Lettre du pasteur septembre 2022

Les saucisses de la discorde !

La Bible relate plusieurs épisodes de conflits survenus à cause de la nourriture : un plat de lentilles est à l’origine de la brouille qui a duré de nombreuses années entre les deux frères, Jacob et Ésaü (Genèse 25-27). Les pharisiens se lancent dans une diatribe parce que les disciples de Jésus cueillent des épis de blés le jour du sabbat (Matthieu 12. 1-2). Lors de la conférence de Jérusalem, il y a eu un débat houleux à propos des habitudes alimentaires des pagano-chrétiens (Actes 15). Mais c’est d’une autre histoire dont j’aimerais vous parler, une étonnante affaire de saucisses hérétiques.

Nous sommes le 22 mars en 1522 à Zurich, au cœur de la Suisse alémanique. Zwingli, un curé sensible aux idées de la Réforme travaille avec l’imprimeur Christoph Froschauer pour diffuser la Bible en allemand. Ce jour-là, ils terminent une nouvelle traduction des lettres de Paul. Une douzaine de personnes se trouvent dans l’atelier, dont trois prêtres. La journée terminée, l’imprimeur offre des tranches de saucisse à ses employés, ainsi qu’aux hommes d’Église. Or, nous sommes en période de Carême, le temps de jeûne et de repentance qui précède Pâques, et la consommation de viande est interdite.

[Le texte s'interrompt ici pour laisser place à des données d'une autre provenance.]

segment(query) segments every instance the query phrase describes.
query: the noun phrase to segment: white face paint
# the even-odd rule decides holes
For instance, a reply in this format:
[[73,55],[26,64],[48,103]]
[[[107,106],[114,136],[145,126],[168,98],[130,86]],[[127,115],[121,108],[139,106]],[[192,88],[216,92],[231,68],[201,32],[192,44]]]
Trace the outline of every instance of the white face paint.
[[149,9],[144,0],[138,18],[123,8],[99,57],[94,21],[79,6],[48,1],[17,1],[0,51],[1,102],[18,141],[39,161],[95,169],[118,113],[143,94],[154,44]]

Le geste suscite un grand désordre. Les esprits s’enflamment, des menaces sont proférées. L’évêque cherche à sévir. Sur une suggestion de Zwingli, le conseil de la ville organise le 29 janvier 1523 une réunion publique pour débattre et juger l’affaire. Zwingli qui s’était lui-même abstenu de manger les saucisses soutient cependant ses amis prêtres. Il défend la liberté du chrétien : « De ton plein gré, veux-tu renoncer à la viande, n’en mange pas ! Mais laisse à ton frère sa liberté. »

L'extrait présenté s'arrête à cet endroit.